STRASBOURG – Le Parlement européen a supprimé mercredi la faculté laissée aux Etats membres d’autoriser une durée hebdomadaire du travail supérieure à 48 heures, une possibilité largement utilisée au Royaume Uni et appliquée par certains secteurs d’activité dans 14 autres pays.
Le Parlement européen a rejeté une proposition visant à autoriser l’augmentation de la durée légale du travail au-delà des 48 heures hebdomadaires actuellement en vigueur dans l’UE. (Reuters/Fabrizio Bensch)
L’amendement clé, qui supprime dans un délai de trois ans cette dérogation (« opt out » en anglais) permise dans une directive sur le temps de travail de 1993, a été adopté par 421 voix contre 273 et 11 abstentions.
Les eurodéputés ont également décidé, contre l’avis des gouvernements des Vingt-Sept, que les « temps de garde », période d’inactivité passée sur le lieu de travail, devaient être intégralement compris dans le temps de travail.
Plusieurs milliers de salariés avaient manifesté mardi à Strasbourg à l’appel de la Confédération européenne des syndicats (CES) pour inviter le Parlement à limiter strictement le temps de travail.
Ce vote en seconde lecture, qui nécessitait une majorité qualifiée de 393 députés à Strasbourg, laisse augurer d’une procédure de conciliation très aléatoire avec le Conseil des ministres de l’Union européenne.

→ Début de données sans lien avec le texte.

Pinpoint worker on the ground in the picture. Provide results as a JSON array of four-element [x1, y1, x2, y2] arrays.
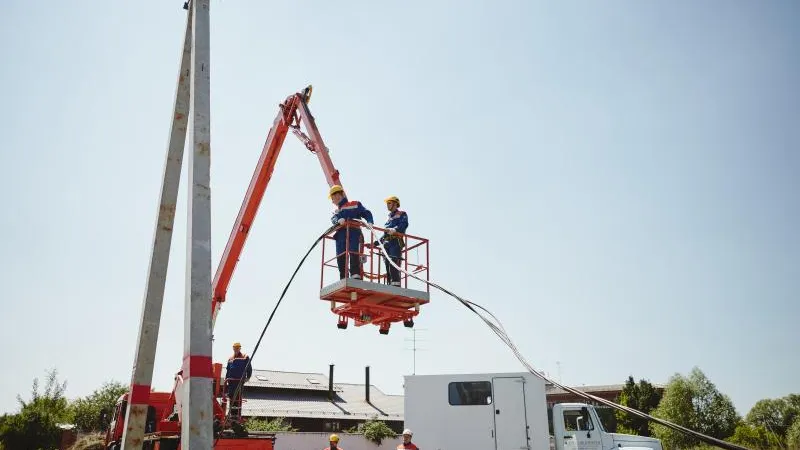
[[325, 434, 344, 450], [374, 196, 408, 286], [328, 184, 373, 279], [225, 342, 253, 421], [397, 428, 419, 450]]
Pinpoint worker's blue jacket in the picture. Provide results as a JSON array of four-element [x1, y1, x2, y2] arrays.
[[381, 209, 408, 258], [331, 198, 373, 257], [225, 353, 253, 395]]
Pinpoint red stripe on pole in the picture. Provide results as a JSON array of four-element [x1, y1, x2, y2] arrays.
[[131, 384, 150, 405], [183, 355, 214, 378]]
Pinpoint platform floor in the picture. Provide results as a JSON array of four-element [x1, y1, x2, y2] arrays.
[[319, 278, 430, 308]]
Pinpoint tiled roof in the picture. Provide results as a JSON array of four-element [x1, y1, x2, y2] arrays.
[[245, 370, 341, 392], [242, 370, 403, 421]]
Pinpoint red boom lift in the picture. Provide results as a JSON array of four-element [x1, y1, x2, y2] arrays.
[[106, 86, 430, 450]]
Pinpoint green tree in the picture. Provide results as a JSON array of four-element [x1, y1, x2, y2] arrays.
[[728, 422, 782, 450], [70, 381, 128, 432], [650, 367, 741, 448], [244, 417, 297, 433], [0, 369, 71, 450], [616, 376, 661, 436], [786, 417, 800, 450], [345, 416, 397, 445]]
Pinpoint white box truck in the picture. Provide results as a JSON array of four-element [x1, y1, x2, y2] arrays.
[[404, 372, 662, 450]]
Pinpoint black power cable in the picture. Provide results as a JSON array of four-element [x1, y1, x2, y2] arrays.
[[214, 225, 338, 446], [362, 220, 749, 450]]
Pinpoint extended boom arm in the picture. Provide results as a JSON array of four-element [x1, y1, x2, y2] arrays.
[[211, 86, 341, 330]]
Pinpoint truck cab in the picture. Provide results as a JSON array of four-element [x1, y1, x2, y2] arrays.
[[404, 372, 662, 450], [550, 403, 662, 450]]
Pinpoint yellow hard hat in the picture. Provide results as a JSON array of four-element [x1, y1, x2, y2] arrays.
[[328, 184, 344, 198], [383, 195, 400, 206]]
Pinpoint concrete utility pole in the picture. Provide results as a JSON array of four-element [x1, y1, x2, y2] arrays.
[[122, 0, 214, 450]]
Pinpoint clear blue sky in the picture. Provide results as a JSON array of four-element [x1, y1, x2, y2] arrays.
[[0, 0, 800, 413]]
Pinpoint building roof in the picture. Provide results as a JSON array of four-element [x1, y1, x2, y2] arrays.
[[245, 370, 342, 392], [242, 370, 403, 421]]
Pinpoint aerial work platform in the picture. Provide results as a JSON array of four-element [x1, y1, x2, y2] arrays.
[[320, 221, 430, 334]]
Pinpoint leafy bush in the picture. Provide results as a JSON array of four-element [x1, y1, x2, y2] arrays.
[[69, 433, 105, 450], [244, 417, 297, 433], [345, 418, 397, 445]]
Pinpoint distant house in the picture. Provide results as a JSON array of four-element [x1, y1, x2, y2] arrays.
[[242, 370, 403, 433]]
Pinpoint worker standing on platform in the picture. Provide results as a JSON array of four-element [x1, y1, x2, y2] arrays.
[[325, 434, 344, 450], [397, 428, 419, 450], [381, 196, 408, 286], [328, 184, 373, 279], [225, 342, 253, 421]]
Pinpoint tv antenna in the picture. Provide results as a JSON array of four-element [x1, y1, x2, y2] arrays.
[[403, 327, 427, 375]]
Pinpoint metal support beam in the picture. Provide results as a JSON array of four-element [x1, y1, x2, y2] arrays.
[[181, 0, 214, 444], [122, 5, 192, 450]]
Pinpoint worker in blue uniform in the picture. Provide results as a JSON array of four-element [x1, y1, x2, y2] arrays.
[[376, 195, 408, 286], [225, 342, 253, 421], [328, 184, 373, 279]]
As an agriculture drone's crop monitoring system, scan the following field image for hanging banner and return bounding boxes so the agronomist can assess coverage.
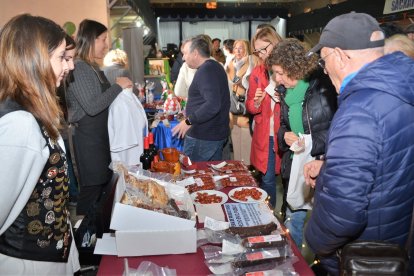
[384,0,414,14]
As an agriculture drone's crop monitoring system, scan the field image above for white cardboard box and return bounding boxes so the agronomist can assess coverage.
[106,172,197,256]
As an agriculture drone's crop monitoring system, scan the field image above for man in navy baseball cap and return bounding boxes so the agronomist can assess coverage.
[310,12,384,53]
[304,12,414,275]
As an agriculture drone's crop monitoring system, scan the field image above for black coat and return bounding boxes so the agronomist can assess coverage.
[277,72,337,178]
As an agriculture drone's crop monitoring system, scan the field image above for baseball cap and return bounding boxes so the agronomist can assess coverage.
[309,12,384,55]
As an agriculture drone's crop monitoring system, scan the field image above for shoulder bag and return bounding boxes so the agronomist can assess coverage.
[340,206,414,276]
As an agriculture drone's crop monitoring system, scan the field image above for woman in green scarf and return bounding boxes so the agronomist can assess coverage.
[267,39,337,249]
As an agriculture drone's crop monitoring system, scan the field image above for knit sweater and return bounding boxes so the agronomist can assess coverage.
[186,59,230,141]
[66,60,122,123]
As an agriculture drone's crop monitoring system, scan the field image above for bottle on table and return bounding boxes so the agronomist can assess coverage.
[139,137,152,170]
[148,132,159,163]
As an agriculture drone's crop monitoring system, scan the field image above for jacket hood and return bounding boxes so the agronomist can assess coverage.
[340,52,414,105]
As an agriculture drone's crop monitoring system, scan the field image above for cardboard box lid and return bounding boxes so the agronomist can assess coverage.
[110,202,195,231]
[115,229,197,256]
[110,172,196,231]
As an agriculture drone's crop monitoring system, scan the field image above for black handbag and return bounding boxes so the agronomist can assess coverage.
[230,92,247,115]
[340,206,414,276]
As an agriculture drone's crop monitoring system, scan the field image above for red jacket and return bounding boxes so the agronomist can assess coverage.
[246,65,281,174]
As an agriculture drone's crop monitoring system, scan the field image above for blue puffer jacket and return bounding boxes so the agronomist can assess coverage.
[305,52,414,275]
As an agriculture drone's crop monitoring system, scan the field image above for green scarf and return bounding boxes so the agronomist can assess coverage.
[285,80,309,135]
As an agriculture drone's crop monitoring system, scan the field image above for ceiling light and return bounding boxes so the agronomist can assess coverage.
[206,1,217,10]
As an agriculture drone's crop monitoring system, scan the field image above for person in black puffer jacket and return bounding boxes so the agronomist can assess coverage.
[267,39,337,248]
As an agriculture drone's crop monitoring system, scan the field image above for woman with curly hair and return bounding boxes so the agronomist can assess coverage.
[267,39,337,248]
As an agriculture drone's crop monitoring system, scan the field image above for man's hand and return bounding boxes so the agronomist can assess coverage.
[172,120,191,138]
[303,160,324,188]
[284,131,299,147]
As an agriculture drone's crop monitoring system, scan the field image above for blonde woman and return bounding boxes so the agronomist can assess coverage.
[103,49,131,84]
[226,40,254,165]
[246,27,282,207]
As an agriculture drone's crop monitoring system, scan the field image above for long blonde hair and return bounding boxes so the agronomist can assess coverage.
[0,14,66,139]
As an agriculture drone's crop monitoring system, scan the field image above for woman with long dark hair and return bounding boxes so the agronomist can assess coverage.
[66,19,132,215]
[0,14,80,275]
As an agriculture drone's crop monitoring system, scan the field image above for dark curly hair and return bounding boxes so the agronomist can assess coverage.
[266,38,318,80]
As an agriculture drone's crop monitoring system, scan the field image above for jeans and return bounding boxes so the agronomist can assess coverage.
[285,206,307,250]
[260,136,276,208]
[184,135,227,162]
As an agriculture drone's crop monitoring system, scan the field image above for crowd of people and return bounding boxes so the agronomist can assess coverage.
[0,9,414,275]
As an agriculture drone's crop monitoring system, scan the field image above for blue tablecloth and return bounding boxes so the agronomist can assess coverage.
[152,120,184,151]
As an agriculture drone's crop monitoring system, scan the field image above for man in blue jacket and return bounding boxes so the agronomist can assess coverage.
[173,35,230,161]
[304,12,414,275]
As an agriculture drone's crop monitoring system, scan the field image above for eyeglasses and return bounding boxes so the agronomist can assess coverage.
[318,51,334,70]
[253,42,272,56]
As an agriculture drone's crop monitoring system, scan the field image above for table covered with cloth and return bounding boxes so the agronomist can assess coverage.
[151,120,184,151]
[97,161,314,276]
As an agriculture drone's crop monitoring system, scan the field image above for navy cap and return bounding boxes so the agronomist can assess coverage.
[309,12,384,55]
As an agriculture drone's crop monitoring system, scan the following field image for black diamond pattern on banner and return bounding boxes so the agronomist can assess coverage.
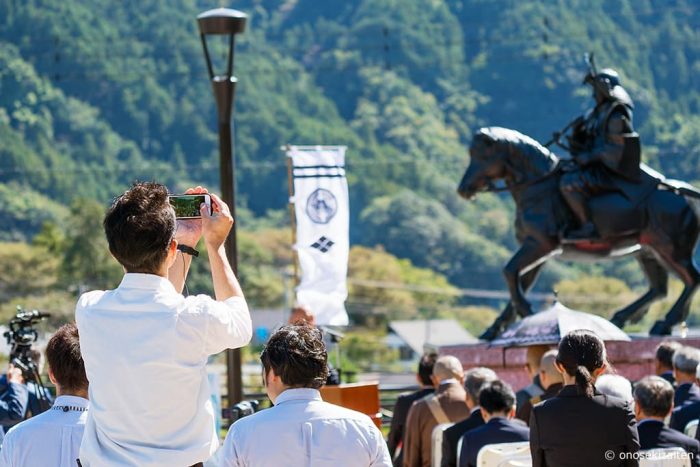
[311,237,335,253]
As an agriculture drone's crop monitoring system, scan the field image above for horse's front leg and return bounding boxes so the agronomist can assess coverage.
[479,238,554,341]
[503,237,553,318]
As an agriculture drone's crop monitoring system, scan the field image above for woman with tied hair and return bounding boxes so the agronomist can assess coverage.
[530,330,639,467]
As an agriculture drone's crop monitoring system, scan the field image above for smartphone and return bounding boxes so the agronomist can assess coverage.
[169,194,211,219]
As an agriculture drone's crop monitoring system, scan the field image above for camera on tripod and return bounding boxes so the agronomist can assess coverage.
[221,400,260,423]
[3,306,51,415]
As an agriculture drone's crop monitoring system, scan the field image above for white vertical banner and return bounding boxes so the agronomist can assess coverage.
[287,146,350,326]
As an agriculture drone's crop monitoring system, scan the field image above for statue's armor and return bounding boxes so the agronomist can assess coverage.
[569,101,639,184]
[559,70,640,238]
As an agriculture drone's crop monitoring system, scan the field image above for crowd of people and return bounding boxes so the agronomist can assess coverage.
[388,336,700,467]
[0,183,700,467]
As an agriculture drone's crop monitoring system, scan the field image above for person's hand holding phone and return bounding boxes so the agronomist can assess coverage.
[200,193,233,250]
[175,186,209,248]
[7,363,24,384]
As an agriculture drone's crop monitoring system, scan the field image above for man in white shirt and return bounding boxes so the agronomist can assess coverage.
[218,324,391,467]
[76,182,252,467]
[0,324,88,467]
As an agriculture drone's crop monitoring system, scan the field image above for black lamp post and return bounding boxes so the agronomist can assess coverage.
[197,8,248,405]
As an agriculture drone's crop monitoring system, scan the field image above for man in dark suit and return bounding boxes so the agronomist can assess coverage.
[654,341,682,386]
[440,367,498,467]
[515,349,564,423]
[673,345,700,408]
[387,354,437,467]
[634,376,700,465]
[459,380,530,467]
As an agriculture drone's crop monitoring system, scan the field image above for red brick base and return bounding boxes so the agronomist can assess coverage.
[438,337,700,390]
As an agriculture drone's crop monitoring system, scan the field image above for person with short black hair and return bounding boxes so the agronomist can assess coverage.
[387,353,437,466]
[530,330,639,467]
[673,345,700,410]
[75,182,252,467]
[217,324,391,467]
[440,367,498,467]
[515,349,564,423]
[654,341,683,386]
[0,324,88,467]
[634,376,700,465]
[459,380,530,467]
[403,355,469,467]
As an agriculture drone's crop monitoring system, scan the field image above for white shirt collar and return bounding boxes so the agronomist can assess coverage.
[119,272,177,293]
[637,418,664,426]
[53,395,90,407]
[275,388,323,405]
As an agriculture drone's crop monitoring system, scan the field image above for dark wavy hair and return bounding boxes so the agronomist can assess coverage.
[557,329,607,397]
[46,323,88,393]
[260,323,328,389]
[102,182,176,274]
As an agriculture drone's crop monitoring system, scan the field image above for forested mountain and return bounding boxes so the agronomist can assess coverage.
[0,0,700,328]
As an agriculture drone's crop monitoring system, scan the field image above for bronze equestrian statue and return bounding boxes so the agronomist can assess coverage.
[458,61,700,340]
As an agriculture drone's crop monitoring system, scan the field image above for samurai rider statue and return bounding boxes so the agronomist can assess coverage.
[554,57,640,241]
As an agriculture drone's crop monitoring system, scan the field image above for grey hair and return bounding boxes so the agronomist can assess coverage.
[595,374,634,402]
[673,345,700,375]
[464,367,498,405]
[634,376,673,417]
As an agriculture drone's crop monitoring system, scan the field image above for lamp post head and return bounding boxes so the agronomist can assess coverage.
[197,8,248,34]
[197,8,248,81]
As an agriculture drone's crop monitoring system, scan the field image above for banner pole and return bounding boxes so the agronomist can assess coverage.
[284,145,299,296]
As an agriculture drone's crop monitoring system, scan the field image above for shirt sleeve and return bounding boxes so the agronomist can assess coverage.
[402,401,421,467]
[370,422,392,467]
[217,425,247,467]
[0,435,14,467]
[203,297,253,355]
[387,396,406,456]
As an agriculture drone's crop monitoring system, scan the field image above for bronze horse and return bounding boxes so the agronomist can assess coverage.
[458,127,700,340]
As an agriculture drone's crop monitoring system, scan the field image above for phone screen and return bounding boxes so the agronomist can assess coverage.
[169,195,211,219]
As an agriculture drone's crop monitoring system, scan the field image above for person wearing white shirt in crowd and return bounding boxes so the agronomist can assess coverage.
[76,182,252,467]
[217,324,391,467]
[0,324,88,467]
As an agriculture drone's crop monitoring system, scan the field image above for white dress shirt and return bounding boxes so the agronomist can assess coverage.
[75,274,252,467]
[217,389,391,467]
[0,396,88,467]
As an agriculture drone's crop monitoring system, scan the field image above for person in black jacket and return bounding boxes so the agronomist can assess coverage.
[530,330,639,467]
[634,376,700,466]
[440,367,498,467]
[673,345,700,409]
[459,380,530,467]
[387,354,437,466]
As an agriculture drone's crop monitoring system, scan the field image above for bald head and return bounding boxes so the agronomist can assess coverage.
[433,355,464,382]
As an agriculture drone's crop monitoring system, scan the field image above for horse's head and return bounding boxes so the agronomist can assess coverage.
[457,128,506,199]
[457,127,558,199]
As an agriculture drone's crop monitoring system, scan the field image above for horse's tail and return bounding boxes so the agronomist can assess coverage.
[683,195,700,225]
[659,179,700,199]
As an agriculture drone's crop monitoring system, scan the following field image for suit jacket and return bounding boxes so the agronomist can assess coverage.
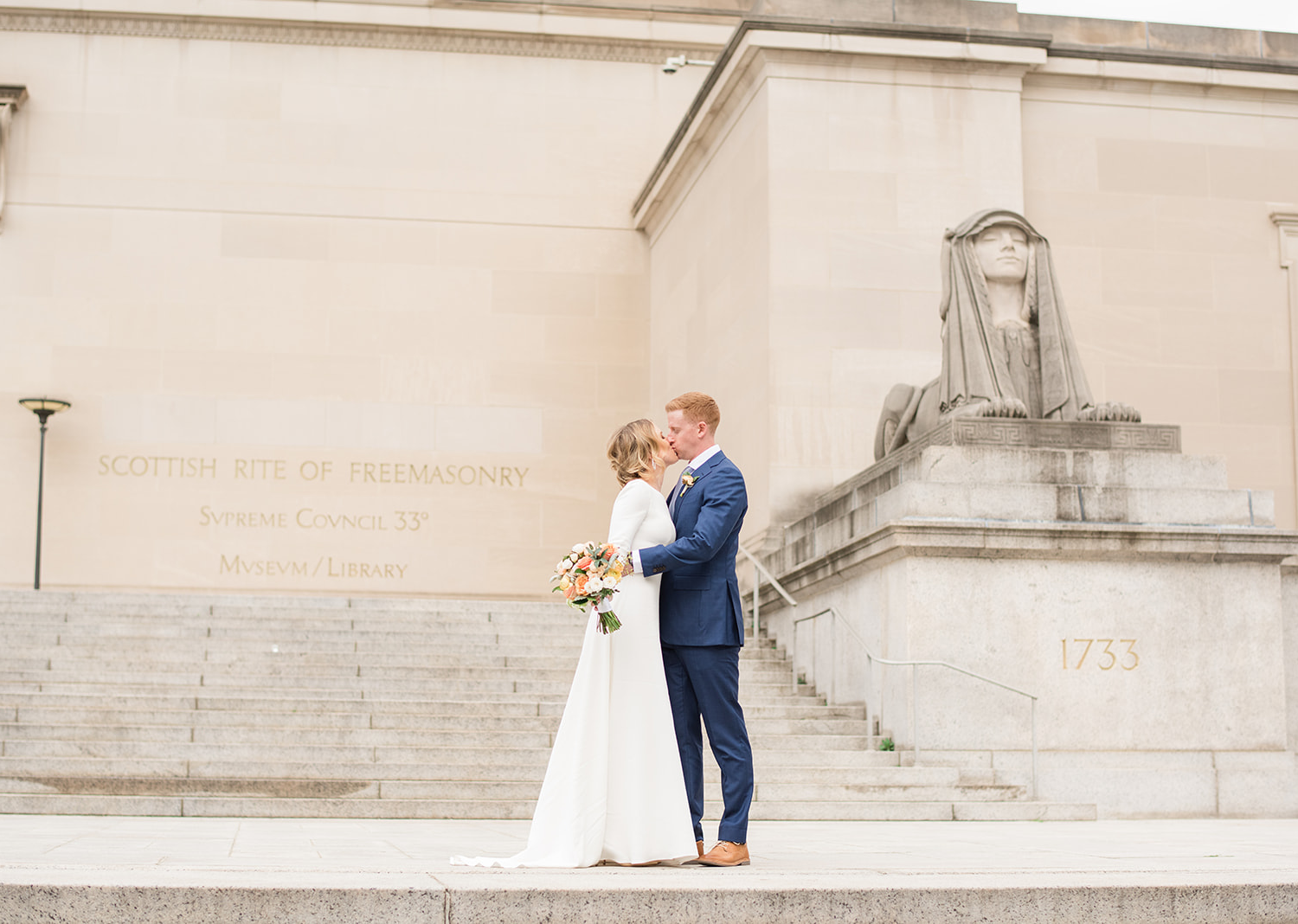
[640,453,748,645]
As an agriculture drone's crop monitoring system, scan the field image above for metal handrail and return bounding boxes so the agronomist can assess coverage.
[739,545,799,638]
[789,606,1038,799]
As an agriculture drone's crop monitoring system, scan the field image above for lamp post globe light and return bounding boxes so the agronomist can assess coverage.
[18,399,72,591]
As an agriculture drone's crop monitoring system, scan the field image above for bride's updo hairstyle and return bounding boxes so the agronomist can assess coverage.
[609,418,659,487]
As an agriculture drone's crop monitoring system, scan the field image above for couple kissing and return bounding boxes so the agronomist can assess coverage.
[452,392,753,869]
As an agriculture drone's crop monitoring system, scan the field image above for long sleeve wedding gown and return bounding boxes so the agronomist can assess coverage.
[452,479,696,867]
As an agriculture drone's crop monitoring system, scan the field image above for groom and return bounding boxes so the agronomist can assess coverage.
[633,392,753,866]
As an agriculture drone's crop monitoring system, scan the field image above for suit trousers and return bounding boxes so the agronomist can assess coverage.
[662,645,753,844]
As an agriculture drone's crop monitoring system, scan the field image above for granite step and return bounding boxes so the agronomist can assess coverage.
[0,592,1096,819]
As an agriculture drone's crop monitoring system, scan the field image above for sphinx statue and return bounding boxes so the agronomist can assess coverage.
[875,209,1140,459]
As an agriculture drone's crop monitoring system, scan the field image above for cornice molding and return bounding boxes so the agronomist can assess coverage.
[0,8,716,64]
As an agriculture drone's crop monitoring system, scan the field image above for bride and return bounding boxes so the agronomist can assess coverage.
[451,420,700,867]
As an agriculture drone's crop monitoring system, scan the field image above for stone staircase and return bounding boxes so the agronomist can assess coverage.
[0,591,1095,820]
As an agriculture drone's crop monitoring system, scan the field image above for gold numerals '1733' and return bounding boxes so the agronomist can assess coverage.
[1059,638,1140,671]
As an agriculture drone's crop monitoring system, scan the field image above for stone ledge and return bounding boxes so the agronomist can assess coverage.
[0,871,1298,924]
[762,519,1298,615]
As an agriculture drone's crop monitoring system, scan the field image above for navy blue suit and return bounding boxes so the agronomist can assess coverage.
[640,452,753,844]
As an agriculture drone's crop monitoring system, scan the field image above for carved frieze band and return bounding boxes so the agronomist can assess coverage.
[0,86,28,232]
[950,417,1181,453]
[0,10,716,64]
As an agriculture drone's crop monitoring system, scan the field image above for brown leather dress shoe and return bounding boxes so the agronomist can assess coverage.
[695,841,748,866]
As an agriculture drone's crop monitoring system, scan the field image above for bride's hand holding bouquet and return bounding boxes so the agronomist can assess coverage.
[550,542,627,635]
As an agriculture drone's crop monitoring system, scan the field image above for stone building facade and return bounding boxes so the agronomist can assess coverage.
[0,0,1298,597]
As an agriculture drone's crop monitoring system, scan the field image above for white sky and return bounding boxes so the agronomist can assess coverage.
[1018,0,1298,33]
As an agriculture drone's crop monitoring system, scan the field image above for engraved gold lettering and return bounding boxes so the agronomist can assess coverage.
[1059,638,1140,671]
[1096,638,1118,671]
[1074,638,1096,671]
[298,459,334,482]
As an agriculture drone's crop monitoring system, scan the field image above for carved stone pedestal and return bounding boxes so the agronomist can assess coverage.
[762,420,1298,818]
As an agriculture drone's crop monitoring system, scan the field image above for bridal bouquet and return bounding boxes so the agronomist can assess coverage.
[550,542,627,635]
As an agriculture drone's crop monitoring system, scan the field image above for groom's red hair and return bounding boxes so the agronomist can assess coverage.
[667,392,722,433]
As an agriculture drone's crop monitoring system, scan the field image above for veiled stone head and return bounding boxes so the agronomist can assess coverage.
[974,223,1028,283]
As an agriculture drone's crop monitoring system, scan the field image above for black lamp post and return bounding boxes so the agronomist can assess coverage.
[18,399,72,591]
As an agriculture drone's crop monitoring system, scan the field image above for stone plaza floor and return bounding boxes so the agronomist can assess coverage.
[0,815,1298,924]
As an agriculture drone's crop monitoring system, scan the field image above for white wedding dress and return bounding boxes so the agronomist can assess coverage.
[451,479,697,867]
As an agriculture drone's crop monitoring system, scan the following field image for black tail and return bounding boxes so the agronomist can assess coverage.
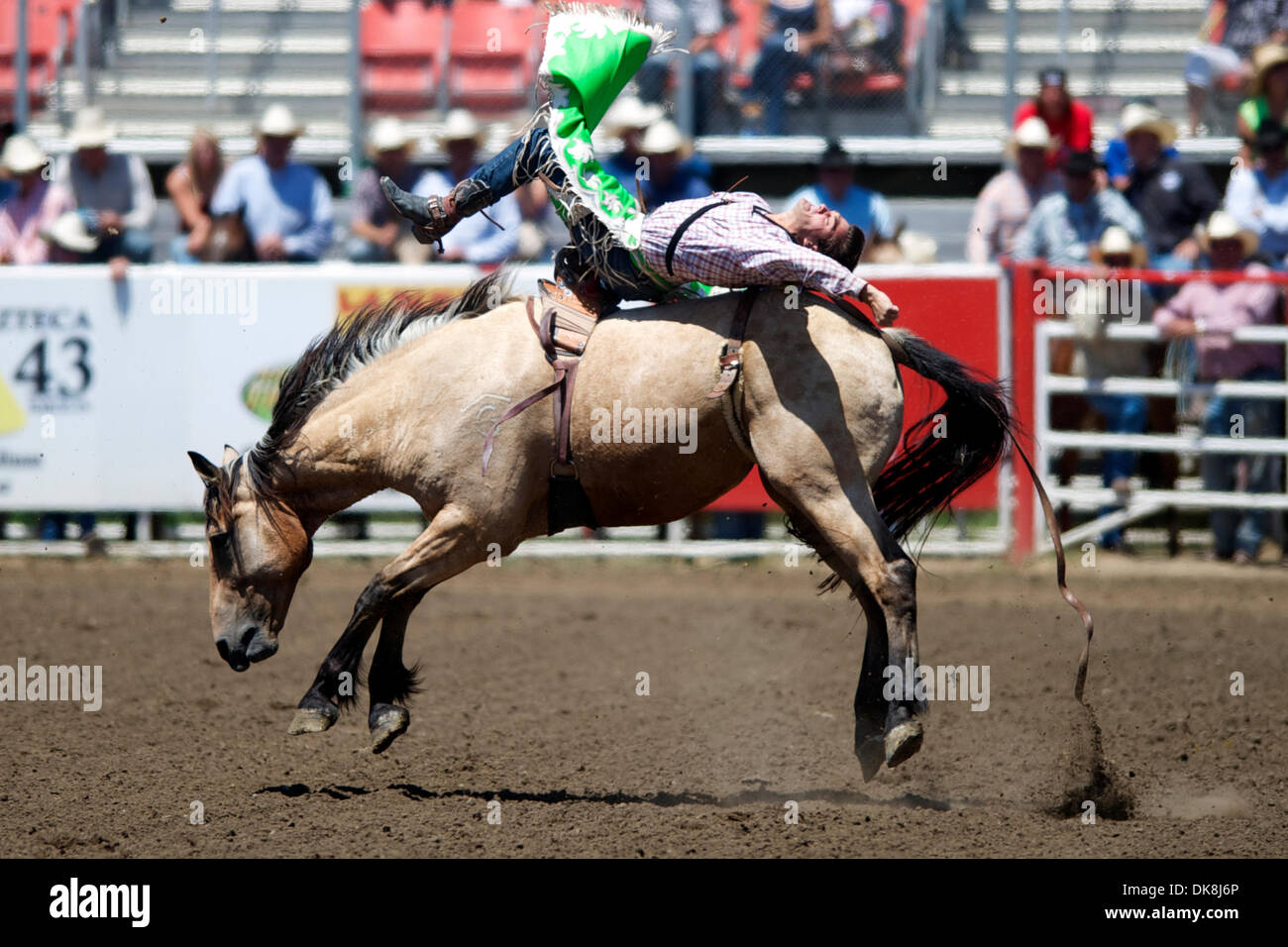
[872,333,1015,540]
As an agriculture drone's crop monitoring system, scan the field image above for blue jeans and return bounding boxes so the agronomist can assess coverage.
[474,126,660,300]
[1087,394,1147,548]
[1199,368,1284,559]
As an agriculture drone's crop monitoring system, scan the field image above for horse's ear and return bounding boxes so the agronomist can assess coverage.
[188,451,219,483]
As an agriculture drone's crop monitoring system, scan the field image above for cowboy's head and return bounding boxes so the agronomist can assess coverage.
[785,197,867,269]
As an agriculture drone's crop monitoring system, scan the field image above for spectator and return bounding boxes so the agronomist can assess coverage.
[1236,43,1288,162]
[783,141,896,255]
[1015,151,1145,265]
[1154,211,1284,565]
[54,106,158,278]
[1124,106,1221,270]
[599,95,664,194]
[640,119,711,209]
[0,136,76,264]
[1225,119,1288,269]
[345,117,428,263]
[1068,226,1151,549]
[1012,68,1096,170]
[968,116,1060,263]
[164,129,224,263]
[1185,0,1288,138]
[743,0,832,136]
[1105,95,1179,191]
[210,103,334,263]
[412,108,523,263]
[635,0,724,136]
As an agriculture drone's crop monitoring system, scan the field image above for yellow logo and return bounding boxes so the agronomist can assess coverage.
[0,378,27,434]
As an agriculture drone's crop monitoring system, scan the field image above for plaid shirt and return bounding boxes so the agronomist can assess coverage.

Il torpille l’accord sur la révision de la directive de 1993 auquel étaient difficilement parvenus les Vingt-Sept le 10 juin dernier sous présidence slovène.
L’Espagne et la Grèce avaient voté contre tandis que la Belgique, Chypre, Malte, le Portugal et la Hongrie s’étaient abstenus.
La France, jusqu’alors favorable à la suppression de la dérogation mais elle-même engagée sous la présidence de Nicolas Sarkozy dans une démarche d’allongement de la durée du temps de travail, s’était ralliée au compromis, privant les opposants d’une minorité de blocage.
L’accord, tout en réaffirmant la limitation de la durée du travail à 48 heures hebdomadaires en moyenne trimestrielle ou annuelle, maintenait la possibilité de dérogation en fixant un plafond à 60 voire 65 heures à certaines conditions.
RESPECT DE LA VIE DE FAMILLE
« Il n’y a pas de majorité au Conseil pour supprimer l’opt out », a prévenu la secrétaire d’Etat française à la solidarité, Valérie Létard, en s’exprimant lundi devant le Parlement.
Elle a estimé que la directive révisée constituait un progrès en instaurant « un plafond de 60 ou 65 heures selon les cas contre 78 auparavant ».
Lancée en 2004, la révision de la directive sur le temps de travail est devenue particulièrement urgente après un arrêt de la Cour de justice européenne.
Les juges de Luxembourg ont estimé en 2005 que le temps de garde « inactif » des médecins, pompiers et autres agents de sécurité devait être considéré comme du temps de travail, même si ces personnes dormaient en attendant une mission.
Faute d’accord européen, il devenait impossible de contourner cet obstacle juridique et certains Etats membres risquaient de se révéler incapables de financer le fonctionnement de leurs hôpitaux ou de leurs services de police.
Gardienne des traités, la Commission européenne aurait été obligée d’attaquer en justice les Etats membres – tous, à l’exception de l’Italie et du Luxembourg – qui ne considèrent pas le temps de garde inactif comme du temps de travail.
Le projet de directive établissait donc une distinction entre le temps de garde « actif » où l’employé est prêt à effectuer une mission et le temps « inactif » où il est au repos sur son lieu de travail.
« C’est la première fois que l’Europe ferait un pas en arrière dans le domaine social », avait estimé mardi à Strasbourg John Monks, secrétaire général de la CES.
Le rejet de la position du Conseil a été rendu possible à Strasbourg grâce aux voix d’une partie importante de la droite qui a refusé une extension du temps de travail au nom du respect de la vie familiale et du refus du dumping social.
Les conservateurs britanniques ont en revanche défendu l’opt out jusqu’au bout.
« Beaucoup de gens choisissent de travailler plus longtemps pour offrir une vie meilleure à eux-mêmes et à leur famille et les politiciens devraient les aider plutôt que de leur mettre des bâtons dans les roues », déclarait à la veille du vote Philip Bushill-Matthews dans une version d’Outre Manche du « Travailler plus pour gagner plus ».